Afterward Mitchell started to attack the German infantry, before multiple Mark A “Whippets” came to his aid, however in the fighting Mitchell’s tank was hit by an artillery shell, damaging the track and forcing the crew to flee to a nearby trench. Mitchell’s tank was later recovered.

After this battle Lt. Frank Mitchell was awarded the Military Cross (MC) for gallantry during active operations against the enemy. At the end of the war he also received the Victory medal and the British War medal.

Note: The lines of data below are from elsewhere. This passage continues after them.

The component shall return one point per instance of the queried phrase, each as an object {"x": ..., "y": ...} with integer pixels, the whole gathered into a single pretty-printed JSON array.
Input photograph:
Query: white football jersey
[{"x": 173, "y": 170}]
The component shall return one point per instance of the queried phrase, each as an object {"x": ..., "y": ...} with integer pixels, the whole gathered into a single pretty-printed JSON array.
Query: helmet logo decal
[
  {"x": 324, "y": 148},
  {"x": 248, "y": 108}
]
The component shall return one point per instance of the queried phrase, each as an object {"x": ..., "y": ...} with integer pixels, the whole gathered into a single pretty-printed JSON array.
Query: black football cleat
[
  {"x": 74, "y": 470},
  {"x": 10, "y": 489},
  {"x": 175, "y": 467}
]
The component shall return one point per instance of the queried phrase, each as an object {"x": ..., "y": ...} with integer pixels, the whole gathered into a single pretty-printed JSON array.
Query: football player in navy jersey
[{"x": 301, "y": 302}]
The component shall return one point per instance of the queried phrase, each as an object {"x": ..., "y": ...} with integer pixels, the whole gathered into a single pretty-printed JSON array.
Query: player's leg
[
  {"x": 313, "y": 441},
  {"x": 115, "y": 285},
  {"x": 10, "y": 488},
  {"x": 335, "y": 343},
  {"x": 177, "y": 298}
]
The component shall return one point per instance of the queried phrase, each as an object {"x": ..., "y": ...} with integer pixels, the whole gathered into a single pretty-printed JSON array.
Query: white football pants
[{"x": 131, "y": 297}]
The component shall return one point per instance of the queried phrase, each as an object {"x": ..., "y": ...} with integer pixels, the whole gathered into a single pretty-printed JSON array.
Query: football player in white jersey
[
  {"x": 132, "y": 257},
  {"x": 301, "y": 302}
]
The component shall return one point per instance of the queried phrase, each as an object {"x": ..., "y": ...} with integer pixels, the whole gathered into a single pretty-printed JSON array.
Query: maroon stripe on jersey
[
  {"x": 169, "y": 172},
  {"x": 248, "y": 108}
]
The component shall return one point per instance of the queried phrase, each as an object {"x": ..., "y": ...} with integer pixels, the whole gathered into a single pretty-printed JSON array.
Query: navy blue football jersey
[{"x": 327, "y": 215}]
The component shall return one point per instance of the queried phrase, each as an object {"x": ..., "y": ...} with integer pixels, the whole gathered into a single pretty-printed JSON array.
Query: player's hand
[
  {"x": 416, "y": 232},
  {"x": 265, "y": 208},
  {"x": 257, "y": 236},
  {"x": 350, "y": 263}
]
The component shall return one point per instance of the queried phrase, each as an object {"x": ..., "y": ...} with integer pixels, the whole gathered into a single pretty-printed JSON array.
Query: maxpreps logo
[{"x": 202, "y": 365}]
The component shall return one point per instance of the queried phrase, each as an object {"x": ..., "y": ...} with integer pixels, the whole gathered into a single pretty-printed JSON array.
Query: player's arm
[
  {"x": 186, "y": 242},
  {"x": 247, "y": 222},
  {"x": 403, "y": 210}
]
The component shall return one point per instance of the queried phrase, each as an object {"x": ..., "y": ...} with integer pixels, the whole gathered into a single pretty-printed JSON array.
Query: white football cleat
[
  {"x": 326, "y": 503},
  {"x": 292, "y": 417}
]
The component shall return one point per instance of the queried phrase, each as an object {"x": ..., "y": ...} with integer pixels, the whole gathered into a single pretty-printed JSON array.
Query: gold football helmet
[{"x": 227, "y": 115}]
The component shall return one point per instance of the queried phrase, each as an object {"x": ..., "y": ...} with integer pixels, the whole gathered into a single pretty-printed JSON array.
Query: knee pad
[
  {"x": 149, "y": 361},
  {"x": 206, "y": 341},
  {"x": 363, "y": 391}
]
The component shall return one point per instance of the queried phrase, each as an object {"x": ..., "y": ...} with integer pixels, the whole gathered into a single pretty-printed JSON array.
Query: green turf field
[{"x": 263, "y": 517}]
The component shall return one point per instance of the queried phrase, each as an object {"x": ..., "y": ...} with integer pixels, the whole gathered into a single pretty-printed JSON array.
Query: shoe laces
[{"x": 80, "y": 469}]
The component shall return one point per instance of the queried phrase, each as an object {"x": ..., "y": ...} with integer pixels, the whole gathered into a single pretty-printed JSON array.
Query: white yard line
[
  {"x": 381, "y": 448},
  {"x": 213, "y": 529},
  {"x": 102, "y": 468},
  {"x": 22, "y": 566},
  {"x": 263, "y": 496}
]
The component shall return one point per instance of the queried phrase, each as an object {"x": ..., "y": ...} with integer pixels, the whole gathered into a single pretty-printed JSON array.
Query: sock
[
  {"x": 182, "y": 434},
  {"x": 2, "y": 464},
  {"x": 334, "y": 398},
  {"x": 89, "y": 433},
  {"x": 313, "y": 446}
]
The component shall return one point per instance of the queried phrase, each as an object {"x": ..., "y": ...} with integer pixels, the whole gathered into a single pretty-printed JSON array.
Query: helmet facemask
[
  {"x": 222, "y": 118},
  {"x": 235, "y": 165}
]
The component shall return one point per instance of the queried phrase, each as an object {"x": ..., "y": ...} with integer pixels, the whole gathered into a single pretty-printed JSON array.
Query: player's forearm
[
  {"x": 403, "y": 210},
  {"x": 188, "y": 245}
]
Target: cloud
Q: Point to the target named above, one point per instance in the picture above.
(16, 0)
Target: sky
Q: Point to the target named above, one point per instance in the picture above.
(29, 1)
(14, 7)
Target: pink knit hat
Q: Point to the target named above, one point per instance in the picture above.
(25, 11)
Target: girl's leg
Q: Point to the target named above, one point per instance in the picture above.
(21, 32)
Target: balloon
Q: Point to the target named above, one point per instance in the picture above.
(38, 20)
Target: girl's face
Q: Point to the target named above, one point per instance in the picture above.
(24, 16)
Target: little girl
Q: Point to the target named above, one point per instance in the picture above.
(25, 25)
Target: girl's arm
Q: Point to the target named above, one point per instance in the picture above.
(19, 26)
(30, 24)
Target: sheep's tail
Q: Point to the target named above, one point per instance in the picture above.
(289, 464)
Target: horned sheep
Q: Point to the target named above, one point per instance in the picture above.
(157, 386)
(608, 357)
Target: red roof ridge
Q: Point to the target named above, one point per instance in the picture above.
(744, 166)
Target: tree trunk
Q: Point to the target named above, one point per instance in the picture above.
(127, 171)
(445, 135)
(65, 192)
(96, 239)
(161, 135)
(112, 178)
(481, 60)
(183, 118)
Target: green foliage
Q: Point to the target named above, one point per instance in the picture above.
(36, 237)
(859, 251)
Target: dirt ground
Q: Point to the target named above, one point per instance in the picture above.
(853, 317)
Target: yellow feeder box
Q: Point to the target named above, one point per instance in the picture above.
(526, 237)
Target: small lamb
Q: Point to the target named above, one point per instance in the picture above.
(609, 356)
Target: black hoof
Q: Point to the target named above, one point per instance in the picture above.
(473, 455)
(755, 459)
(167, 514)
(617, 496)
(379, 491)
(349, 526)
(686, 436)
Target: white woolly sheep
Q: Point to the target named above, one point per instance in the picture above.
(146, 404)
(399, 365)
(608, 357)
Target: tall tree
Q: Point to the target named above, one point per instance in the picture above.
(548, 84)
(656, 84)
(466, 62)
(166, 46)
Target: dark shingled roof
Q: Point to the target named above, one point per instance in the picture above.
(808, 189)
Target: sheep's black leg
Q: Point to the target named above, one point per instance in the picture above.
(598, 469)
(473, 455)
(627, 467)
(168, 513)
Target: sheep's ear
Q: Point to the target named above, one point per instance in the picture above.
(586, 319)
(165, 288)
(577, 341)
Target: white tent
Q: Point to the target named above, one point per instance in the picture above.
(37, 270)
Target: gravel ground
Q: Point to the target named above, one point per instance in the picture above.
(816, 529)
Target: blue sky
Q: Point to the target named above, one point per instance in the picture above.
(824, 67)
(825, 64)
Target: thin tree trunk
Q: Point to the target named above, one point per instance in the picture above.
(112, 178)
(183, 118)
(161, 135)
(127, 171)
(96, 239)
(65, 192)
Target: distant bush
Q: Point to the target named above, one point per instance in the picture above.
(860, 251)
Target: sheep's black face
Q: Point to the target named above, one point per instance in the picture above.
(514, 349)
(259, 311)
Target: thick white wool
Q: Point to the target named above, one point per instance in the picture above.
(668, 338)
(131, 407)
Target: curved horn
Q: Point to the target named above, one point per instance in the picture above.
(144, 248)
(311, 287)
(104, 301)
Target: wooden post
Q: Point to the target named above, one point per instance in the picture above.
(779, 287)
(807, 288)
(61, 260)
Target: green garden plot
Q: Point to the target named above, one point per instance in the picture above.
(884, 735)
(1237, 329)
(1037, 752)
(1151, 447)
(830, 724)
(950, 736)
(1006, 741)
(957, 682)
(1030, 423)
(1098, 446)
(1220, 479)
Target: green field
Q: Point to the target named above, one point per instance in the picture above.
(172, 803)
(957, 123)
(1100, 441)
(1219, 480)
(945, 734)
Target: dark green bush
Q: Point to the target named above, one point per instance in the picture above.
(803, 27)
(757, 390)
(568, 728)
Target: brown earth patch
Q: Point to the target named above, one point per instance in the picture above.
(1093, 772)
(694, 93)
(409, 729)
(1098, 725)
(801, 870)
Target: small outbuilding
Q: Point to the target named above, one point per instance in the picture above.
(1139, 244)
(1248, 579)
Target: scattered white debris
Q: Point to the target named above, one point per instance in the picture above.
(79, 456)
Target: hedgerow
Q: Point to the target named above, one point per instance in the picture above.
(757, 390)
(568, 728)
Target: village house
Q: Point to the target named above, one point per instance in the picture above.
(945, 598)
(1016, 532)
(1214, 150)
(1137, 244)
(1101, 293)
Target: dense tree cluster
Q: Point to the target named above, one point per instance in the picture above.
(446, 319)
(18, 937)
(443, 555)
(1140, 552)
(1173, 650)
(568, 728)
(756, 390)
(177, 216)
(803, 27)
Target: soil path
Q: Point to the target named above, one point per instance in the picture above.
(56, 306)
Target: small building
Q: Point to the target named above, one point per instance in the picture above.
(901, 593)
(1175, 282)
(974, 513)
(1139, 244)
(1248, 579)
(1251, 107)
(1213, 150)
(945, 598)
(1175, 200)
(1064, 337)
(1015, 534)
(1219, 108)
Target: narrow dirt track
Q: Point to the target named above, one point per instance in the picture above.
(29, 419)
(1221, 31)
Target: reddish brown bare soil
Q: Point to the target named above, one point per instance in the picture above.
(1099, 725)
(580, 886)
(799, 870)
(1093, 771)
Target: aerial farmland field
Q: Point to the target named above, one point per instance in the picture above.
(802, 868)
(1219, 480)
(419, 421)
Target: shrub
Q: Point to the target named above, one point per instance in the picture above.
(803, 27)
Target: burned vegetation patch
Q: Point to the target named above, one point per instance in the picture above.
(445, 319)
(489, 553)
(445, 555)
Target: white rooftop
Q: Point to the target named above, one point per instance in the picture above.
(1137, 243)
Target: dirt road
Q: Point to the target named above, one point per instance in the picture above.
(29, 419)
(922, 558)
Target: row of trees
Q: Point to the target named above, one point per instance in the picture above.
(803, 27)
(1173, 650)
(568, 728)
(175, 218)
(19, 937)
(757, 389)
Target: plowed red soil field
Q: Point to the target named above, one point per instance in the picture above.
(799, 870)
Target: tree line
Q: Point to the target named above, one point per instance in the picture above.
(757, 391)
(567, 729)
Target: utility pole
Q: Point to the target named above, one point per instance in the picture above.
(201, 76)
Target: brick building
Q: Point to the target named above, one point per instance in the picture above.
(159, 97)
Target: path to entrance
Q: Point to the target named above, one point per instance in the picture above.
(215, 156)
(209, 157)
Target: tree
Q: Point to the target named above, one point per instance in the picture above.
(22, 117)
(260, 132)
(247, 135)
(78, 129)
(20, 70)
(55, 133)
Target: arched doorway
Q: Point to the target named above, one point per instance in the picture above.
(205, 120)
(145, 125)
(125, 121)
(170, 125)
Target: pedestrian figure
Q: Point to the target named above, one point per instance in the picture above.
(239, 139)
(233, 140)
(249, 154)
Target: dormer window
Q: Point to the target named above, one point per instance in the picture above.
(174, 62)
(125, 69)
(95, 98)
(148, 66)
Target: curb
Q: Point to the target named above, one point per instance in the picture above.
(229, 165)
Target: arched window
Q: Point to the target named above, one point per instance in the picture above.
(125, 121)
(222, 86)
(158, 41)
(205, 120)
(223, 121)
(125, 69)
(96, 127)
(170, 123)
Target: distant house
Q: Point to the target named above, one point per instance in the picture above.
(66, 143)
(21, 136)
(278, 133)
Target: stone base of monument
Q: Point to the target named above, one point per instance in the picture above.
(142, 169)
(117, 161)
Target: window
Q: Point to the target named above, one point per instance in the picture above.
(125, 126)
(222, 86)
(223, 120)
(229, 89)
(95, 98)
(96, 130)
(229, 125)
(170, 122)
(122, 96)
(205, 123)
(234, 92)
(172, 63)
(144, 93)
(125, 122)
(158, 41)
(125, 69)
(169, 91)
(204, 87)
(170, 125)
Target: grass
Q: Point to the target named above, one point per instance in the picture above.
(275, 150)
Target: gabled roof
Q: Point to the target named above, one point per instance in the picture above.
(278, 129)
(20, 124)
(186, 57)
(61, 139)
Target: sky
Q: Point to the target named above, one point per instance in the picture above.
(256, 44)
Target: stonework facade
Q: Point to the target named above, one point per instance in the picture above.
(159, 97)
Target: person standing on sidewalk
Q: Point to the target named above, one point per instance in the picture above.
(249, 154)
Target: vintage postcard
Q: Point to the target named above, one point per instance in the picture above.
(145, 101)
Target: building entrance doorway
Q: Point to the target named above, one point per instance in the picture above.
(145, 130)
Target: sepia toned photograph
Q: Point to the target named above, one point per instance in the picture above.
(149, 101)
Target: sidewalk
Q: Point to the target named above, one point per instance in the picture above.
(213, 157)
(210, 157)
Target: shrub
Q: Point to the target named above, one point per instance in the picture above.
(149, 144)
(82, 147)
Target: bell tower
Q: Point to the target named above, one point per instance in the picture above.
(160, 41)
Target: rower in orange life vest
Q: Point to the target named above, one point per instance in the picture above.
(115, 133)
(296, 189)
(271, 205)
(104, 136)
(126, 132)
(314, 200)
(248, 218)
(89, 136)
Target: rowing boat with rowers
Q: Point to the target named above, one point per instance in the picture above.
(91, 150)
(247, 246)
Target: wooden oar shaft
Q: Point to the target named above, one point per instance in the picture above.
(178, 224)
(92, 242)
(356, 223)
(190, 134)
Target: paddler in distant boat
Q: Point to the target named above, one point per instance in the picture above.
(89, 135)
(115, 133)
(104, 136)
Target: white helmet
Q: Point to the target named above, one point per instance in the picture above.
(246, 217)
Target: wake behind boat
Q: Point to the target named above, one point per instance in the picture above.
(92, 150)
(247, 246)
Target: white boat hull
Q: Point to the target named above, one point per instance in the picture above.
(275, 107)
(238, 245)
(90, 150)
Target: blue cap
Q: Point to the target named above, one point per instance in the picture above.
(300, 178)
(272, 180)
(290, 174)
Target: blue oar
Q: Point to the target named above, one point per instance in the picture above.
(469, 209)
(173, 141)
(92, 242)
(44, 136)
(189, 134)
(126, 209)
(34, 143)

In 1933 Lt. Frank Mitchell published a book called “Tank Warfare: The story of the tanks in the Great War” recounting his experiences during the War in the Tank Corps from 1916 to the end of the war and later improvements in tank technology. The book contains multiple drawings, sketches and photographs of early tanks and early tank warfare. Lt. Frank Mitchell stated in his book that:

One of the drawbacks of tanks in battle is the total lack of any means of communication with other tanks. When once inside, with doors bolted, flaps shut and loop holes closed, one can only make signs to a tank very near at hand by taking the great risk of opening the manhole in the roof and waving a handkerchief or a shovel.